Ora il tema che può interessare noi appassionati di automobili è questo: in Vw hanno pianificato il clamoroso sorpasso sui giapponesi nel 2018, ma la sensazione che si palpa nell’aria è che questo potrà avvenire ben prima salvo che i giapponesi non s’inventino qualche piano fuori dal prevedibile per ribaltare il corso della storia. A questo punto uno potrebbe obiettare: “chissenefrega” di chi è primo al mondo, a me interessa che auto mi posso permettere o, in alternativa, che vettura mi piacerebbe possedere, lasciando agli analisti e agli appassionati di numeri l’eccitazione dei calcoli numerici. Obiezione plausibile se non fosse che la storia ci ha insegnato che dietro la leadership mondiale si è sempre letta l’evoluzione dell’automobile intesa come massimi sistemi.

Prima fu la Ford con l’invenzione della catena di montaggio con tutti i benefici legati all’abbattimento dei tempi di produzione con un grande risparmio economico.

Poi ecco la General Motors capace d’imporre alla concorrenza già dagli anni 20 un concetto di “unione fa la forza” basato sui molti marchi assieme, qualche sinergia di scala e l’impatto di un impiego di operai impressionante, tanto che negli anni 50 soltanto le industrie di stato sovietiche davano lavoro a più persone.
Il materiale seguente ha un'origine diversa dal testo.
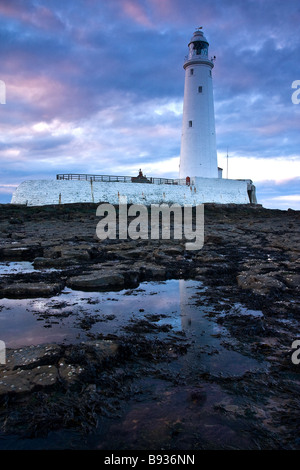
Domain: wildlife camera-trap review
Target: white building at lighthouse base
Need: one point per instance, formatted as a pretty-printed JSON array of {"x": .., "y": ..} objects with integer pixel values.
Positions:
[{"x": 200, "y": 190}]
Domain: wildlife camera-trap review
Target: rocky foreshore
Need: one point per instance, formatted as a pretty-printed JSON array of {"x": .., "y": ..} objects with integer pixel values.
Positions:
[{"x": 250, "y": 256}]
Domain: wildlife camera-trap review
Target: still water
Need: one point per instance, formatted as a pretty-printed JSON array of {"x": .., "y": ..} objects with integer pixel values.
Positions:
[{"x": 75, "y": 316}]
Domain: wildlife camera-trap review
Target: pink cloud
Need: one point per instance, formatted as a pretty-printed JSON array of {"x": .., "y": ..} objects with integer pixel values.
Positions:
[
  {"x": 38, "y": 16},
  {"x": 135, "y": 12}
]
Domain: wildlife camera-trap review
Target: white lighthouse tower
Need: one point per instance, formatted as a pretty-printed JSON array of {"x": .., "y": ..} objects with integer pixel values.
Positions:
[{"x": 198, "y": 156}]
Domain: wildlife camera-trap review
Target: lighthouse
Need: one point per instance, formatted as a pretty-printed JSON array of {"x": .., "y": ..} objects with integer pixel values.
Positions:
[{"x": 198, "y": 155}]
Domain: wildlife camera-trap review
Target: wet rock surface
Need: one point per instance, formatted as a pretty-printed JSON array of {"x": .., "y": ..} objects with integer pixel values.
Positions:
[{"x": 131, "y": 390}]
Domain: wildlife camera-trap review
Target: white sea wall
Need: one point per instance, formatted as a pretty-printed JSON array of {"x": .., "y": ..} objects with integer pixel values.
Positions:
[{"x": 46, "y": 192}]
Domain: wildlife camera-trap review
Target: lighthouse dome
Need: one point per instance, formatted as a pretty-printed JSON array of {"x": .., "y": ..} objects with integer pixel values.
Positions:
[{"x": 198, "y": 36}]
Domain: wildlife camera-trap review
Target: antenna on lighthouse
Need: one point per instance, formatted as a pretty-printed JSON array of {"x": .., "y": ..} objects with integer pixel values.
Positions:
[{"x": 227, "y": 162}]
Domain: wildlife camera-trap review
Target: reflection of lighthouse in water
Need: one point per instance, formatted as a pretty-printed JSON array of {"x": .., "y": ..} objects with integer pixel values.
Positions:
[{"x": 193, "y": 317}]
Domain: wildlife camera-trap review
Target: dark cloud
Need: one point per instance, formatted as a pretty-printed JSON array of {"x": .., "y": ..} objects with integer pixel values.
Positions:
[{"x": 105, "y": 81}]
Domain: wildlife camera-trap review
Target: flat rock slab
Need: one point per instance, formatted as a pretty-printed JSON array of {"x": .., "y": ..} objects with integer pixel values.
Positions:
[
  {"x": 97, "y": 280},
  {"x": 38, "y": 367},
  {"x": 20, "y": 290}
]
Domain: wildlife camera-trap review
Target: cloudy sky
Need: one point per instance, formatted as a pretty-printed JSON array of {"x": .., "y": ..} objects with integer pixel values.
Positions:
[{"x": 96, "y": 86}]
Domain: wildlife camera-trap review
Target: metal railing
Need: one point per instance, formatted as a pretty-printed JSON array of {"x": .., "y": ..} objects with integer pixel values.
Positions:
[{"x": 119, "y": 179}]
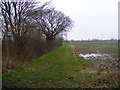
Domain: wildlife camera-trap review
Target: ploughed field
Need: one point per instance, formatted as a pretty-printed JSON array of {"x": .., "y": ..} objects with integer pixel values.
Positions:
[
  {"x": 104, "y": 55},
  {"x": 63, "y": 68}
]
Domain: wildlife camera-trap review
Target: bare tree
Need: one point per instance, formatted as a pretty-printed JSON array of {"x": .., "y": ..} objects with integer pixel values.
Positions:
[{"x": 53, "y": 23}]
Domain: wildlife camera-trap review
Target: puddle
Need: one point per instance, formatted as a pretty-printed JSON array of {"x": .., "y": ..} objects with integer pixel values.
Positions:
[{"x": 94, "y": 55}]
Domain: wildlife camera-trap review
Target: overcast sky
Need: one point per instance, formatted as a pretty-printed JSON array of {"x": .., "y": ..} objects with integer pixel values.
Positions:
[{"x": 92, "y": 18}]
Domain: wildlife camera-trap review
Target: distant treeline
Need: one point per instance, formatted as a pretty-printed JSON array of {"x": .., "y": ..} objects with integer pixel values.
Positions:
[
  {"x": 30, "y": 30},
  {"x": 93, "y": 40}
]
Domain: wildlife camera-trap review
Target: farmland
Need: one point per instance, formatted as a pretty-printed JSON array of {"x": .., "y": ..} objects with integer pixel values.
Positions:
[{"x": 63, "y": 68}]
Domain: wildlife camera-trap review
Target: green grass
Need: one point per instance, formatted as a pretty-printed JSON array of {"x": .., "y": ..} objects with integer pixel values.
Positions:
[{"x": 58, "y": 69}]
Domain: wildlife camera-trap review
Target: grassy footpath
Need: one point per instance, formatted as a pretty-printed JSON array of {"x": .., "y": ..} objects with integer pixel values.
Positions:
[{"x": 58, "y": 69}]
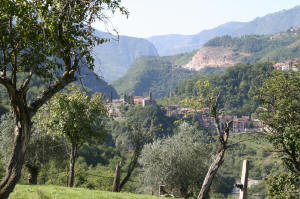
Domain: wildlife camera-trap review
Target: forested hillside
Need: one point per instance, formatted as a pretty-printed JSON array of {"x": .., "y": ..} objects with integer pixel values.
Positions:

Proprio dalla massa di dipendenti veniva una forza contrattuale con il governo americano che fece dire  nel 1953 a Charles Erwin Wilson, presidente GM, la famosa frase “Ciò che è buono per la General Motors è buono per la nazione“. Significava che a un’impresa di questa portata dove essere concesso tutto: licenze, aiuti, deroghe, potere.
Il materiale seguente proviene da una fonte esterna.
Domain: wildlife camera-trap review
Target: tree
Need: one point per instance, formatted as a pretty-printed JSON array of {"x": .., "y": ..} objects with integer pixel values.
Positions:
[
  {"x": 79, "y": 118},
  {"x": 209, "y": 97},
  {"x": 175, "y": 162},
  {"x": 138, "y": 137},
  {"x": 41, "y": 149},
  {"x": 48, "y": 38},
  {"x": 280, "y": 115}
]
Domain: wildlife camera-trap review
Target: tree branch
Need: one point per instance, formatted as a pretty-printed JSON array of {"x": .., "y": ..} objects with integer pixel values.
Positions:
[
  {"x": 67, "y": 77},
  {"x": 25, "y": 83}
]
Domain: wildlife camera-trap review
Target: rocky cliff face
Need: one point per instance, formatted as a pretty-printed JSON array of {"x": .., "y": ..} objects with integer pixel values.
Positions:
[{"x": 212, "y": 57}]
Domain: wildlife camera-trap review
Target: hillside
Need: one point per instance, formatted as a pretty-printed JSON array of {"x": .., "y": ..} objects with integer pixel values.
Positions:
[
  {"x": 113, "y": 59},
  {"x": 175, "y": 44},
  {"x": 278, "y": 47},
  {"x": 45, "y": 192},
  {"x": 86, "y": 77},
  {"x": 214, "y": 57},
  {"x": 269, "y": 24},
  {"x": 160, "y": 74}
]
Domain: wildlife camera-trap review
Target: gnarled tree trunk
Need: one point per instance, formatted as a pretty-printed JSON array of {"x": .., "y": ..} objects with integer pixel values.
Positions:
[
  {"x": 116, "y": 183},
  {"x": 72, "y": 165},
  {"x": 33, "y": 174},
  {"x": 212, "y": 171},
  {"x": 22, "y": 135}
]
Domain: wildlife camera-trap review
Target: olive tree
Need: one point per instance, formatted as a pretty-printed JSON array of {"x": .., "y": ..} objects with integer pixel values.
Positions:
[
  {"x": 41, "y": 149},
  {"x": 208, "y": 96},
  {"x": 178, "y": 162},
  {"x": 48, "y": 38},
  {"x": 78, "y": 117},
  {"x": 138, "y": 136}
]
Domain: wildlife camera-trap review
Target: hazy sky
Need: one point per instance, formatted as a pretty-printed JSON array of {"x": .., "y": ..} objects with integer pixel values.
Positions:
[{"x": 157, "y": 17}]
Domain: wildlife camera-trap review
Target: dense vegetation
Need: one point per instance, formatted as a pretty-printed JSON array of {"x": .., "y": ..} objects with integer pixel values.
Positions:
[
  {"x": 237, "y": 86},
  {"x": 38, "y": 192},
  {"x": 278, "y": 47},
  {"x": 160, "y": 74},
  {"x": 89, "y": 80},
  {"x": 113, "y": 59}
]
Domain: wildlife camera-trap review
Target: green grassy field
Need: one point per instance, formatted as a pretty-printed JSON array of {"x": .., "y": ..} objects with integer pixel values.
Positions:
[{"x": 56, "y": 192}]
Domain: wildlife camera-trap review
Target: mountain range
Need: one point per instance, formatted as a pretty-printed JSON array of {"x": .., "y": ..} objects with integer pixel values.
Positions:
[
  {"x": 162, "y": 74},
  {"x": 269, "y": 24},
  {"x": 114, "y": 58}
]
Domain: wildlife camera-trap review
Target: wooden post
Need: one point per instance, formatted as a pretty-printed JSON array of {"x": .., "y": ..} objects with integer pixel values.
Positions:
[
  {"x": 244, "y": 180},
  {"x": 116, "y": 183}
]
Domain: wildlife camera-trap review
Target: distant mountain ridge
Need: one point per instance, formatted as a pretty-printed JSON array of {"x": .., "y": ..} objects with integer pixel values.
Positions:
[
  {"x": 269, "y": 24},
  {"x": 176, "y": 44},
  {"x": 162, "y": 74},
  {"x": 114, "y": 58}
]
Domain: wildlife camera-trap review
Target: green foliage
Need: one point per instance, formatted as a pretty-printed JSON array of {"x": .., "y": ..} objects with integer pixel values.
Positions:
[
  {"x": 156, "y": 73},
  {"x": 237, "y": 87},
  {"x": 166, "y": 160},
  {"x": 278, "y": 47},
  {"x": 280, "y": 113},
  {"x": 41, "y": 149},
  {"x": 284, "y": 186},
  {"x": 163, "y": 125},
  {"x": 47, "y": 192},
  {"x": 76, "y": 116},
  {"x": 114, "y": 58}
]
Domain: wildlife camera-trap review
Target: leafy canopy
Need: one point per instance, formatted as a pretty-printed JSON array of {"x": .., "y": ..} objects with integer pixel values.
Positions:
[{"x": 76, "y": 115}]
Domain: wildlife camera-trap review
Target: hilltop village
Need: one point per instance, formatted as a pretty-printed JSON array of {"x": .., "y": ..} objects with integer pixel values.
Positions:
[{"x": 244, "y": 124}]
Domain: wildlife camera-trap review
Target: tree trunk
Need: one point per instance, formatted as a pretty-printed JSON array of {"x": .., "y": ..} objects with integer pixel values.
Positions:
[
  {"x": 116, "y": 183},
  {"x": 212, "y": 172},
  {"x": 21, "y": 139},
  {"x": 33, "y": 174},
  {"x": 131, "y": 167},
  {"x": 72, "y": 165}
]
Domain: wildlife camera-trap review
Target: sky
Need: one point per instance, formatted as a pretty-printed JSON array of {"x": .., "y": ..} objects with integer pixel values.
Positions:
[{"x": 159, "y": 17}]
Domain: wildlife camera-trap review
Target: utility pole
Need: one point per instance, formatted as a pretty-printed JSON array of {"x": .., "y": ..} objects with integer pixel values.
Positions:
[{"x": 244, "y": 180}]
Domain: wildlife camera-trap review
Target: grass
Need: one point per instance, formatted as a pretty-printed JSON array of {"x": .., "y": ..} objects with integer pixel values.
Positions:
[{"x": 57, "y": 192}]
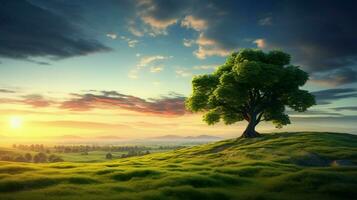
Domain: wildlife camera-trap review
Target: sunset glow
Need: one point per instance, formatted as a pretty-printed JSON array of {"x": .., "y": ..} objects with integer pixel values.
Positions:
[{"x": 15, "y": 122}]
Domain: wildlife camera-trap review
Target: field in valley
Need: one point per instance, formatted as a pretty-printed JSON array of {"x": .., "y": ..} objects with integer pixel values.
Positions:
[{"x": 274, "y": 166}]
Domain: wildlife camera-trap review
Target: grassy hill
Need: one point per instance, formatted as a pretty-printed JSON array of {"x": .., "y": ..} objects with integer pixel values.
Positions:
[{"x": 275, "y": 166}]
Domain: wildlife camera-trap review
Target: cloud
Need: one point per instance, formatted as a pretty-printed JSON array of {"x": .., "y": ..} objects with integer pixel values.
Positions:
[
  {"x": 267, "y": 21},
  {"x": 156, "y": 69},
  {"x": 260, "y": 43},
  {"x": 33, "y": 100},
  {"x": 321, "y": 41},
  {"x": 79, "y": 124},
  {"x": 188, "y": 43},
  {"x": 204, "y": 67},
  {"x": 112, "y": 35},
  {"x": 336, "y": 77},
  {"x": 29, "y": 31},
  {"x": 132, "y": 28},
  {"x": 194, "y": 23},
  {"x": 36, "y": 101},
  {"x": 158, "y": 14},
  {"x": 209, "y": 47},
  {"x": 182, "y": 72},
  {"x": 145, "y": 61},
  {"x": 131, "y": 42},
  {"x": 330, "y": 95},
  {"x": 7, "y": 91},
  {"x": 171, "y": 105}
]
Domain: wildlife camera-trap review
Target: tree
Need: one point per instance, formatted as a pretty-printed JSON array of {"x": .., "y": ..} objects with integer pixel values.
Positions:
[{"x": 253, "y": 86}]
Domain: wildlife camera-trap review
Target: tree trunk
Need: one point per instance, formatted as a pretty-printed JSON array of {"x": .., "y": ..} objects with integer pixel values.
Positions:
[{"x": 250, "y": 130}]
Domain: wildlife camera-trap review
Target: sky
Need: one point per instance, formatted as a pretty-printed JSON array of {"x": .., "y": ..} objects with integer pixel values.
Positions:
[{"x": 123, "y": 68}]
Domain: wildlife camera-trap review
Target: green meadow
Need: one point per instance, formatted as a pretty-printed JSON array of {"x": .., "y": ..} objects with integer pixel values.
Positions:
[{"x": 274, "y": 166}]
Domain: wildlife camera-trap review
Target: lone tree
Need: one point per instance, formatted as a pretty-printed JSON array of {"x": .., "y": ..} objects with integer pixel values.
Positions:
[{"x": 253, "y": 86}]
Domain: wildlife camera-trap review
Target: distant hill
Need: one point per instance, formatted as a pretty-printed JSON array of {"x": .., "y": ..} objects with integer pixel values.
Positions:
[
  {"x": 279, "y": 166},
  {"x": 178, "y": 137}
]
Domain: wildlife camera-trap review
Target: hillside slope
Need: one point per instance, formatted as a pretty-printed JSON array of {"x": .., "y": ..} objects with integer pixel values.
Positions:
[{"x": 275, "y": 166}]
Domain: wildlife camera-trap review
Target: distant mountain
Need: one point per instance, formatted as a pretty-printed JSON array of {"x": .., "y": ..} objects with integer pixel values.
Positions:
[
  {"x": 70, "y": 137},
  {"x": 109, "y": 137},
  {"x": 178, "y": 137}
]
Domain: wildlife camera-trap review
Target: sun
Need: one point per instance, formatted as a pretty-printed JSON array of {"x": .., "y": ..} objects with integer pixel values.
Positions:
[{"x": 15, "y": 122}]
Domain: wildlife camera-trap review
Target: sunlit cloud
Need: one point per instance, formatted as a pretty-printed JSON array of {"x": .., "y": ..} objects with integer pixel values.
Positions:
[
  {"x": 188, "y": 43},
  {"x": 112, "y": 36},
  {"x": 156, "y": 69},
  {"x": 172, "y": 105},
  {"x": 194, "y": 23}
]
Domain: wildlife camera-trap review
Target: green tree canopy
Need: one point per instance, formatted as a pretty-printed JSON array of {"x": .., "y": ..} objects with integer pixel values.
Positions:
[{"x": 253, "y": 86}]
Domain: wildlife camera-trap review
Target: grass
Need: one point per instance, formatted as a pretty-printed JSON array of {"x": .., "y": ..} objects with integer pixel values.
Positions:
[{"x": 274, "y": 166}]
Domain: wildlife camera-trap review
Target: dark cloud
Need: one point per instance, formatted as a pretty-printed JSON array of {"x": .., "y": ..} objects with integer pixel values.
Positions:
[
  {"x": 36, "y": 101},
  {"x": 29, "y": 31},
  {"x": 337, "y": 77},
  {"x": 167, "y": 105},
  {"x": 320, "y": 34},
  {"x": 347, "y": 108},
  {"x": 329, "y": 95}
]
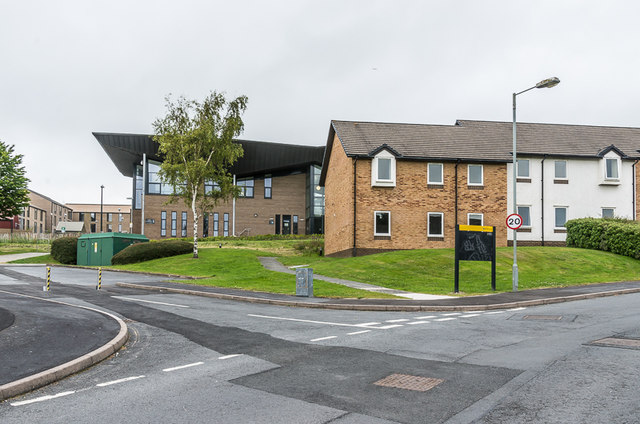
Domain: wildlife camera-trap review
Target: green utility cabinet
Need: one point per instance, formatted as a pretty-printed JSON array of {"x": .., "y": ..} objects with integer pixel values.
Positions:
[{"x": 98, "y": 249}]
Quindi è arrivata la Toyota con l’innovazione del suo “just in time” che sta per “appena in tempo”: una filosofia industriale che ha invertito il “vecchio metodo” di produrre prodotti finiti per il magazzino, in attesa di essere venduti, in un sistema per il quale occorre produrre solo ciò che è stato venduto o che si prevede di vendere in tempi brevi. Una vera rivoluzione che, sposata con una cura maniacale della lavorazione, ha sbaragliato la concorrenza ancorata al vecchio metodo di approvvigionamento.
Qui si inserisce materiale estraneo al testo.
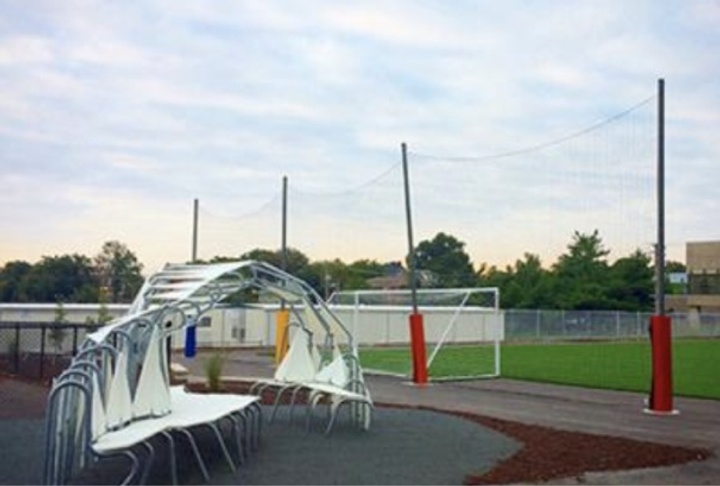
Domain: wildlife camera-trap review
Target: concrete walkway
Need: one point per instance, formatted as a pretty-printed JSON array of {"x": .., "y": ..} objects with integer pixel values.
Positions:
[{"x": 561, "y": 407}]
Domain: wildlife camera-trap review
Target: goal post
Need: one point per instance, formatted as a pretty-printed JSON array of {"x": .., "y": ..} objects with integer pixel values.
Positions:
[{"x": 463, "y": 329}]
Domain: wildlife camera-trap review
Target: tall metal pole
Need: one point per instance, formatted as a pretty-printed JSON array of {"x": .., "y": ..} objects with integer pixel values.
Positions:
[
  {"x": 195, "y": 226},
  {"x": 660, "y": 248},
  {"x": 661, "y": 387},
  {"x": 283, "y": 247},
  {"x": 408, "y": 218}
]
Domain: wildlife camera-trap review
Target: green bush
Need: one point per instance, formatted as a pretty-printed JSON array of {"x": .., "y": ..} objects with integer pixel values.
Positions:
[{"x": 213, "y": 370}]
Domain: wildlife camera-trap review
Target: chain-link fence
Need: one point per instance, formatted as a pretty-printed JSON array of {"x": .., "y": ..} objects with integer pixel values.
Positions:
[
  {"x": 559, "y": 325},
  {"x": 39, "y": 350}
]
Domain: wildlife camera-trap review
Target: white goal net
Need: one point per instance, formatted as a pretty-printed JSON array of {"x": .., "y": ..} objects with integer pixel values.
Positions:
[{"x": 463, "y": 330}]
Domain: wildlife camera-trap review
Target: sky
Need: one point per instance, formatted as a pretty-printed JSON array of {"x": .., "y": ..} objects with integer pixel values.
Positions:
[{"x": 116, "y": 116}]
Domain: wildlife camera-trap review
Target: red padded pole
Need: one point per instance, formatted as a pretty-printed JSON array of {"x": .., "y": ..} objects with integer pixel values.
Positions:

Adesso si afferma la Vw con una qualità percepita ormai presa a pietra di paragone e con una politica di sfruttamento delle piattaforme e dei componenti comuni che fa a sua volta scuola e indica la via da seguire ai concorrenti.

Lo ammetto, queste macroletture mi affascinano: in un secolo l’automobile ha dato tanto in termini di emozioni spicciole (i singoli modelli che ci hanno fatto innamorare ed emozionare) e di svolte industriali con relativi impatti sul sociale. E sono curiosissimo di vedere, se mai ci riuscirò, che cosa potrà insegnare il grande costruttore con ambizioni di leadership mondiale che si affaccerà dopo i tedeschi.